[SERVER-9208] database_names blocks while index is being rebuilt on a shard Created: 02/Apr/13 Updated: 15/Mar/15 Resolved: 02/Mar/15 |
|
| Status: | Closed |
| Project: | Core Server |
| Component/s: | Concurrency |
| Affects Version/s: | 2.2.3 |
| Fix Version/s: | None |
| Type: | Bug | Priority: | Major - P3 |
| Reporter: | James Blackburn | Assignee: | J Rassi |
| Resolution: | Done | Votes: | 0 |
| Labels: | None | ||
| Remaining Estimate: | Not Specified | ||
| Time Spent: | Not Specified | ||
| Original Estimate: | Not Specified | ||
| Operating System: | ALL |
| Participants: |
| Description |
c.database_names() doesn't appear to return while a large index is being rebuilt on one of the shards in a sharded cluster. We had a server crash due to exceeding the filedescriptor limit.
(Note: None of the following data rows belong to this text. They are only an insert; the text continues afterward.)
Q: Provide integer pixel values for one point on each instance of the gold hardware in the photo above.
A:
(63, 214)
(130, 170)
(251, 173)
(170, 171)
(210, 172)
Now, having restarted it with an increased fd limit. The index has taken 30mins to build to 20%. During this time, operations like listing database_names() seem to hang forever
|
| Comments |
| Comment by James Blackburn [ 15/Mar/15 ] | ||||
|
In this case a single non-privileged user can make a distributed shared cluster inaccessible for all other users. In general you have no control over how users choose to build indexes. This happened to us - a big index build locked up all other connections to the cluster. The definition of denial of service. | ||||
| Comment by Ramon Fernandez Marina [ 14/Mar/15 ] | ||||
|
While one could argue whether doing foreground index builds is a good default or not, if the documented blocking behavior (DOS is not a term that applies here at all) of foreground index builds is a concern then applications should build their indexes in the background. | ||||
| Comment by James Blackburn [ 13/Mar/15 ] | ||||
|
Hi Ramon, | ||||
| Comment by Ramon Fernandez Marina [ 02/Mar/15 ] | ||||
|
A call to "listDatabases" (like via PyMongo's database_names()) is expected to block until the index build completes: the "listDatabases" command briefly acquires a read lock on each database in the server in order to read basic stats. Foreground index builds acquire a database write lock on the database being written to, and don't release the lock until the index build completes. However I wasn't able to reproduce any blocking in authentication in 2.6.8 or the upcoming 3.0.0. | ||||
| Comment by Ramon Fernandez Marina [ 02/Mar/15 ] | ||||
|
jblackburn, we haven't heard back from you since Thomas' last question above, so I'm going to mark this ticket as resolved. Also I couldn't see in MMS any system running 2.2.3 any more, but if this is still an issue for you please feel free to re-open the ticket. Thanks, | ||||
| Comment by Thomas Rueckstiess [ 24/Jul/14 ] | ||||
|
James, I noticed this is still marked unresolved. Is this still an issue for you? Have you had a chance to upgrade to a more recent version? Regards, | ||||
| Comment by James Blackburn [ 05/Apr/13 ] | ||||
|
It looks like other databases aren't fully locked up – they're just really slow, even after the replica set reboot.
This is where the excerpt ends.